Where will the kids spend holidays?

Get specific. Every other year? Does one parent get Thanksgiving and the other gets Christmas? How will you split Halloween? When one parent has the kids for Christmas, do they have them just for that day, or can they travel back East for the entire Christmas break and the other parent doesn’t see the kids until after New Year’s? Discuss it now and get it in writing.

If best-laid plans go to waste, imagine where adequately-laid plans go.

We want so badly to believe our ex will stick to verbal agreements and always put the kids first. But life has a way of ripping out the rug from under our feet, and feelings for the people we interact with on a daily basis change from week to week, month to month, year to year. This applies doubly for exes.

One critical thing to remember: If your ex has been amenable to certain compromises during the divorce process because it means he will get something in return, after your divorce, that give-and-take will be gone. Now they are seeing their kids less, they’re sending money “to their ex” (even though it’s for the kids, many ex-husbands will speak in “to the ex” terms), and they are watching their ex-wife move on with her life. Perhaps the ex-wife is succeeding in ways the ex-husband didn’t expect, thriving with her single life or finding a new love interest. Now the ex sees his child support payments as funding his ex-wife’s dates with her new boyfriend. This can make a man get real disagreeable, real fast.

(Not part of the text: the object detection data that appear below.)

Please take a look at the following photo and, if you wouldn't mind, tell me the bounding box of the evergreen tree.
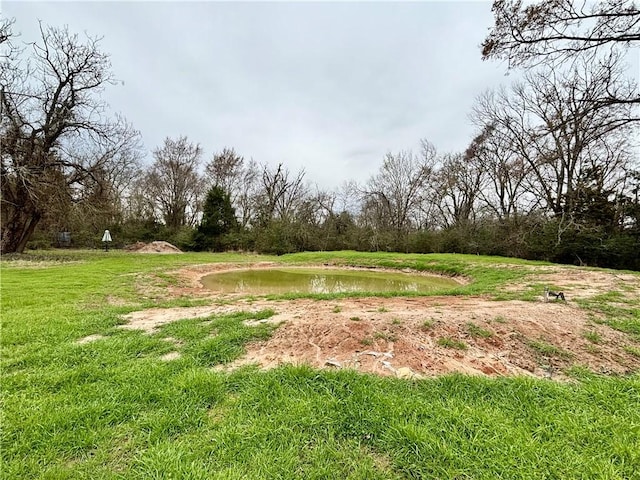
[194,187,238,252]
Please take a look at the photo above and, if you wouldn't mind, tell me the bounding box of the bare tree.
[482,0,640,104]
[258,164,307,225]
[473,58,634,221]
[362,141,436,240]
[205,147,244,197]
[145,136,204,229]
[0,23,139,253]
[433,153,485,228]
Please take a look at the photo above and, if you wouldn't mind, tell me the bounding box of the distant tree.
[145,136,203,230]
[194,187,238,251]
[362,141,436,248]
[205,147,261,228]
[0,19,139,253]
[257,164,307,225]
[205,147,244,195]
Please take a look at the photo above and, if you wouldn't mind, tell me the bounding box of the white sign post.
[102,230,111,252]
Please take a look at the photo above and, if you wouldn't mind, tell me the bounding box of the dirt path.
[117,263,640,379]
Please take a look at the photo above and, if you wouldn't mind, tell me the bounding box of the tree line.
[0,0,640,269]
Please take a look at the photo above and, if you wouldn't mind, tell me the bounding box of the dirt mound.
[123,297,640,378]
[125,241,182,253]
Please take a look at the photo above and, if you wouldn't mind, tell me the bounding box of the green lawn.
[0,251,640,479]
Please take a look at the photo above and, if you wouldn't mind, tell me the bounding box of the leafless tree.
[205,147,245,197]
[145,136,204,229]
[432,153,486,228]
[472,57,634,221]
[259,164,307,224]
[0,23,139,253]
[482,0,640,104]
[362,141,436,239]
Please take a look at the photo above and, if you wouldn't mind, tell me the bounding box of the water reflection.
[202,268,457,295]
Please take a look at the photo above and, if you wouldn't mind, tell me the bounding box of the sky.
[1,0,510,189]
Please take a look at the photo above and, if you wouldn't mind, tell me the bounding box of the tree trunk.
[0,206,42,254]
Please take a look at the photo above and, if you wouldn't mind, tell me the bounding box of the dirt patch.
[125,241,182,253]
[122,297,640,378]
[76,334,107,345]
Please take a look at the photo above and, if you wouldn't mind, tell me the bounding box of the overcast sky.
[2,1,510,188]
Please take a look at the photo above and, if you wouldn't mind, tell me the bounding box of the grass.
[0,251,640,479]
[582,331,602,344]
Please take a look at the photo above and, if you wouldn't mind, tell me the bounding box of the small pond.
[202,268,459,295]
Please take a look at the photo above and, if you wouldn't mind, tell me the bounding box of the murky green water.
[202,268,458,295]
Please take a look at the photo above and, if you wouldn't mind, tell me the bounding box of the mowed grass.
[0,252,640,479]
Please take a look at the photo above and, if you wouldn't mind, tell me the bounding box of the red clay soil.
[123,264,640,379]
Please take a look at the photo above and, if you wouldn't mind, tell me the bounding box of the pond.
[202,268,459,295]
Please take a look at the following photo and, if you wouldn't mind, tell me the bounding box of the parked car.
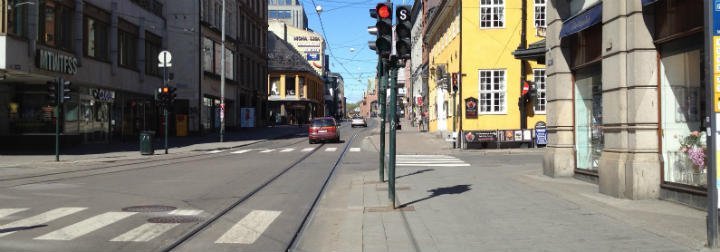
[308,117,340,144]
[350,116,367,128]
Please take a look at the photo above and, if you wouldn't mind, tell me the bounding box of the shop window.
[285,76,295,96]
[478,70,507,114]
[118,20,138,69]
[574,65,604,172]
[7,0,32,37]
[533,69,547,113]
[480,0,505,28]
[535,0,547,27]
[39,0,74,51]
[202,37,215,73]
[660,34,709,187]
[145,32,162,77]
[270,77,280,96]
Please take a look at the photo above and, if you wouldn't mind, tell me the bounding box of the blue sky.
[301,0,412,102]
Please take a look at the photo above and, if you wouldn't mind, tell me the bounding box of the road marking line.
[35,212,136,241]
[168,209,202,216]
[0,207,87,237]
[110,223,180,242]
[0,208,28,218]
[215,210,281,244]
[397,163,470,167]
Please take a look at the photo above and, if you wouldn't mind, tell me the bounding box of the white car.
[350,117,367,128]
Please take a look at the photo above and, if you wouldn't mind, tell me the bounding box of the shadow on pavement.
[0,125,307,155]
[395,169,435,179]
[400,185,470,208]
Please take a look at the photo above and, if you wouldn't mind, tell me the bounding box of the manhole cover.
[122,205,177,213]
[148,216,200,223]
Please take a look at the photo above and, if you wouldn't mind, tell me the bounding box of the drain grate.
[122,205,177,213]
[148,216,200,223]
[365,206,415,213]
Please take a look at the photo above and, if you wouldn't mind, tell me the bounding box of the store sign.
[36,49,78,75]
[465,97,477,119]
[90,88,115,102]
[535,121,547,145]
[465,130,497,143]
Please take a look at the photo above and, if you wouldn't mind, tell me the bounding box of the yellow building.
[425,0,546,146]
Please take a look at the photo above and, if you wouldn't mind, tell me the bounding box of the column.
[598,1,661,199]
[543,1,575,177]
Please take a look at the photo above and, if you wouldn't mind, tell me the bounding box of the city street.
[0,120,705,251]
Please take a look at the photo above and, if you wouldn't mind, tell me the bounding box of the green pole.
[378,57,387,182]
[388,60,397,209]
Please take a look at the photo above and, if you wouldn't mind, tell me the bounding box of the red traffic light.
[375,4,390,18]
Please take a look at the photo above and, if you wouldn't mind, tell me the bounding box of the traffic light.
[371,3,392,57]
[45,80,58,106]
[58,78,72,103]
[395,5,412,59]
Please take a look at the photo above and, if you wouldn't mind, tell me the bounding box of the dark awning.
[512,39,546,64]
[641,0,659,6]
[560,2,602,38]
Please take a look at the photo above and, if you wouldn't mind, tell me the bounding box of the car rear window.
[313,119,335,127]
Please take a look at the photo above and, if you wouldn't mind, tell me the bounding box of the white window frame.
[533,68,547,114]
[478,69,508,115]
[478,0,505,29]
[533,0,547,28]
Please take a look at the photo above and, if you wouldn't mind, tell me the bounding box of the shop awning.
[560,2,602,38]
[641,0,660,6]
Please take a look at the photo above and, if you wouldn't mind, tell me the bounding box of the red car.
[308,117,340,144]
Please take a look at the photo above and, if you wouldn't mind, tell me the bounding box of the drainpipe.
[110,1,118,75]
[518,0,527,129]
[73,0,85,66]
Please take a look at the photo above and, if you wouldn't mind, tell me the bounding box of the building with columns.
[543,0,709,207]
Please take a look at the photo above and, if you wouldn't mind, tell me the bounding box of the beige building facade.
[543,0,708,207]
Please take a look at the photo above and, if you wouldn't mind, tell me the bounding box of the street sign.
[158,51,172,67]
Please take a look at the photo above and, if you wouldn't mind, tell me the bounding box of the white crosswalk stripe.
[397,155,470,167]
[35,212,136,241]
[215,210,281,244]
[0,207,87,237]
[0,208,27,219]
[110,209,202,242]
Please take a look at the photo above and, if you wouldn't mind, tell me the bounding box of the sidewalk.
[0,126,307,169]
[298,123,707,252]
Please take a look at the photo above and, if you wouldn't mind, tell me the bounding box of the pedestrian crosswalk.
[396,155,470,167]
[207,147,363,155]
[0,207,282,244]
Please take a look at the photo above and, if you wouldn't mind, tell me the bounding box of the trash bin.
[140,131,155,155]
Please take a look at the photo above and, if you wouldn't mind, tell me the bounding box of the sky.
[301,0,412,102]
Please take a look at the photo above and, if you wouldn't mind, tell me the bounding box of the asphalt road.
[0,121,374,251]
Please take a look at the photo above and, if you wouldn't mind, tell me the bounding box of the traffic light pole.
[378,56,387,182]
[163,55,169,154]
[388,60,397,209]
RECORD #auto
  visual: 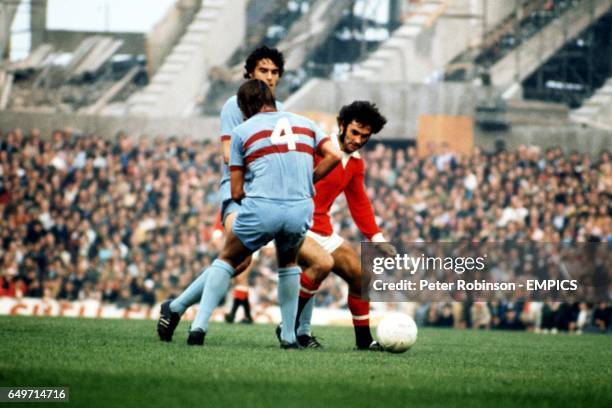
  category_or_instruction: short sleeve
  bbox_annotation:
[312,123,329,149]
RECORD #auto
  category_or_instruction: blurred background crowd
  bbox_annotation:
[0,129,612,332]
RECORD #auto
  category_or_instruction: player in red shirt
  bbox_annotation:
[284,101,396,350]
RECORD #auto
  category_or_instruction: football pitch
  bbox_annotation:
[0,316,612,408]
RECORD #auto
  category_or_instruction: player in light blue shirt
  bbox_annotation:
[157,45,284,341]
[187,79,341,348]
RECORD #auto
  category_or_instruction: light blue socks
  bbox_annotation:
[278,266,302,343]
[191,259,234,332]
[297,296,314,336]
[170,268,209,315]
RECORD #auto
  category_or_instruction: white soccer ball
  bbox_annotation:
[376,313,418,353]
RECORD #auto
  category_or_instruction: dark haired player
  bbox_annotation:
[280,101,396,350]
[177,79,340,348]
[157,45,285,341]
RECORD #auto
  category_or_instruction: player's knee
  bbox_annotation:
[310,256,334,282]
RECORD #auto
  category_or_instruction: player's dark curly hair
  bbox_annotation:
[337,101,387,134]
[237,79,276,119]
[244,45,285,79]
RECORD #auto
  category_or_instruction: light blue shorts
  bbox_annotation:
[232,197,314,252]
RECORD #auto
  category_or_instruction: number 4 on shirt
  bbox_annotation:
[270,118,299,150]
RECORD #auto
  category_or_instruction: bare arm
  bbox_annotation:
[313,140,342,183]
[230,166,245,203]
[221,138,232,164]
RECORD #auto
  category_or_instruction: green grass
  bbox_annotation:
[0,316,612,408]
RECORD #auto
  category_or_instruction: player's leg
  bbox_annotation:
[331,242,380,350]
[187,231,252,345]
[187,199,274,345]
[274,200,313,347]
[296,236,334,338]
[225,270,253,323]
[157,210,251,341]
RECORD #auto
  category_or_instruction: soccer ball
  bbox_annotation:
[376,313,417,353]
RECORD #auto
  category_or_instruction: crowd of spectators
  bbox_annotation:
[0,129,612,329]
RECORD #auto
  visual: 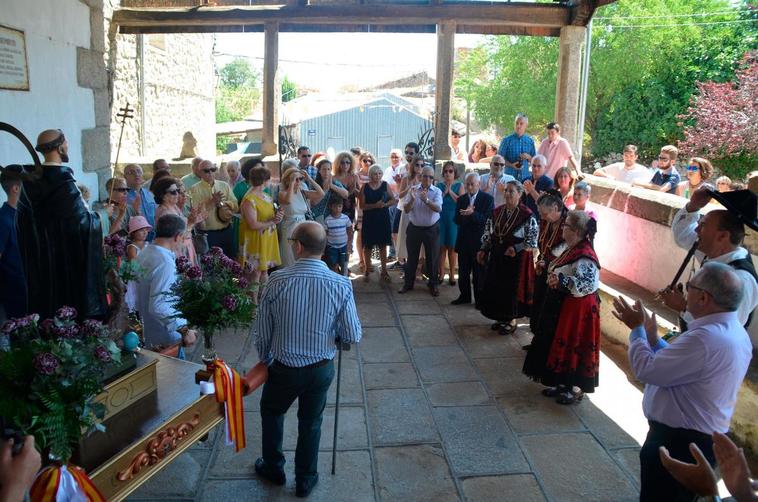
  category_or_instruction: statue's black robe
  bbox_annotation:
[18,165,106,319]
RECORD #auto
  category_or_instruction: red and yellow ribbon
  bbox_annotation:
[29,464,105,502]
[212,359,245,451]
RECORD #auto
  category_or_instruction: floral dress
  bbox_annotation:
[238,192,282,272]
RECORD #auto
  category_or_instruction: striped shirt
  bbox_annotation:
[324,213,352,248]
[253,258,361,368]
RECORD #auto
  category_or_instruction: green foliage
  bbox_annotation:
[282,75,297,103]
[216,58,260,124]
[0,307,121,461]
[455,0,758,163]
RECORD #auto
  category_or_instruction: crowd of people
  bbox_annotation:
[0,122,758,500]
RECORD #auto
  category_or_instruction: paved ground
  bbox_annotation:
[130,264,646,501]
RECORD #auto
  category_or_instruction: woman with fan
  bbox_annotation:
[477,180,539,335]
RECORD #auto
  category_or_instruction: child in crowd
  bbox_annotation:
[126,216,153,312]
[324,196,353,276]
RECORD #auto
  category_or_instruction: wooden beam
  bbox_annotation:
[113,2,570,33]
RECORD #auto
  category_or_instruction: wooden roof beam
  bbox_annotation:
[113,2,571,33]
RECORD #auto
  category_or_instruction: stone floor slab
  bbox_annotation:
[360,328,411,363]
[455,326,526,359]
[433,406,529,476]
[461,474,545,502]
[497,393,587,434]
[358,303,397,328]
[426,382,491,406]
[374,445,459,502]
[366,389,439,444]
[129,450,211,499]
[413,346,478,383]
[611,447,640,489]
[474,357,542,396]
[397,299,442,315]
[363,363,418,390]
[400,315,458,347]
[284,406,368,452]
[574,396,639,450]
[521,433,639,502]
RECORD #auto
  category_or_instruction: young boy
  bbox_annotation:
[324,196,353,276]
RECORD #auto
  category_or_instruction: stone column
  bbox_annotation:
[434,23,455,160]
[555,26,586,154]
[261,22,282,156]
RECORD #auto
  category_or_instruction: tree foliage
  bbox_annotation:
[455,0,758,165]
[679,51,758,178]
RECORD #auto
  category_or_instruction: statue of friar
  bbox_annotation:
[18,129,107,319]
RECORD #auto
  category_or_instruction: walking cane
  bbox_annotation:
[332,338,350,476]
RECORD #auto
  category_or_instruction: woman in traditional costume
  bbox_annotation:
[477,180,539,335]
[524,189,568,338]
[523,211,600,404]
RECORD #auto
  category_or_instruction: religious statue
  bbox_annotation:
[18,129,107,319]
[179,131,197,159]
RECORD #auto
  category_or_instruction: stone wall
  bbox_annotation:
[110,30,216,169]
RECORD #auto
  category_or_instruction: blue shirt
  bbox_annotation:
[253,258,361,368]
[126,185,156,242]
[650,168,682,194]
[0,202,26,318]
[136,244,187,347]
[497,132,537,181]
[524,174,555,215]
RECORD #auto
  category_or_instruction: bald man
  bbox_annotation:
[18,129,106,319]
[253,221,361,497]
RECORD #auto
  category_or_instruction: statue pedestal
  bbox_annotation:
[72,350,224,501]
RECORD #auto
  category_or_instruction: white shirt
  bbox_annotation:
[479,173,516,207]
[136,244,187,346]
[629,312,752,435]
[382,162,406,195]
[671,207,758,332]
[603,162,653,183]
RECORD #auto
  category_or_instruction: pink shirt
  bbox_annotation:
[537,138,574,179]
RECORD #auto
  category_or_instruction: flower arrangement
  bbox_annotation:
[103,234,143,284]
[168,247,255,359]
[0,307,121,461]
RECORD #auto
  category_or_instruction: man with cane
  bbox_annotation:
[253,221,361,497]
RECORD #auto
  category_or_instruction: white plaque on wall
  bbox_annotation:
[0,25,29,91]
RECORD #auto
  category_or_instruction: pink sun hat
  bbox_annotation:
[129,216,153,233]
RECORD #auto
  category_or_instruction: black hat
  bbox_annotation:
[708,189,758,231]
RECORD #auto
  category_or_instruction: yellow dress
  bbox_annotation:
[238,191,282,271]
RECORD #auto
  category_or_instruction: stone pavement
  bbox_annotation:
[129,274,647,502]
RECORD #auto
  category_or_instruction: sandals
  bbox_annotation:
[555,390,584,405]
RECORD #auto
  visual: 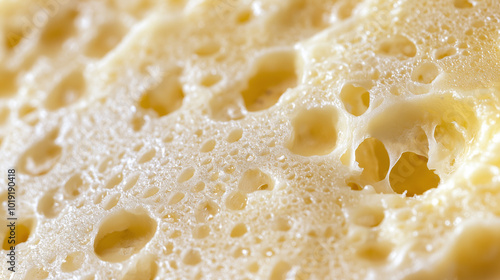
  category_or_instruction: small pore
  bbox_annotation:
[200,139,216,153]
[194,200,220,223]
[453,0,473,9]
[137,149,156,164]
[238,168,274,193]
[103,193,121,210]
[85,22,127,58]
[61,251,85,272]
[411,62,439,84]
[123,255,158,280]
[236,9,253,24]
[18,129,62,176]
[0,67,17,98]
[356,138,390,183]
[63,174,84,199]
[434,47,457,60]
[45,69,86,110]
[194,41,221,57]
[94,210,156,262]
[177,167,195,183]
[139,71,184,117]
[182,249,201,266]
[340,84,370,116]
[226,191,247,210]
[37,189,62,219]
[241,52,297,112]
[269,261,292,280]
[389,152,440,197]
[288,107,337,156]
[229,223,248,238]
[226,128,243,143]
[378,35,417,59]
[105,172,123,189]
[200,74,222,87]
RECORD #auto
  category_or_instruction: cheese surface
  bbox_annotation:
[0,0,500,280]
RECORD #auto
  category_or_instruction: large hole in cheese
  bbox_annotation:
[241,51,297,112]
[94,210,156,262]
[389,152,440,197]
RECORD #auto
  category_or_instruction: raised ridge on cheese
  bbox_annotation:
[0,0,500,280]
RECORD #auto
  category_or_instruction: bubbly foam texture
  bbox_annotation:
[0,0,500,280]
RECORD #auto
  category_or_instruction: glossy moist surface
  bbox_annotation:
[0,0,500,280]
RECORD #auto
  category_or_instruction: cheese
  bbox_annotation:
[0,0,500,280]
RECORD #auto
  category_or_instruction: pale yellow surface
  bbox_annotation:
[0,0,500,280]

Or perhaps your child-support-paying ex finds a new girlfriend who decides she doesn’t much like you and doesn’t think you deserve her man’s hard-earned money. This happens all the time, and if you aren’t petty enough now to get everything in writing, later you’ll be up shit’s creek.

Let your ex call you petty now. Let him get mad for “not trusting him.” Tell him getting everything in writing is as much for his protection as yours (because, honestly, it is). If necessary, have a therapist on standby to help you manage your panic over confrontation. But whatever you do, don’t be one of the hundreds of thousands of parents who trusted their ex to put their children first and be reasonable about splitting expenses, and then wound up in a position of having no legal recourse when their ex gleefully decided they are no longer going to pay Junior’s soccer fees.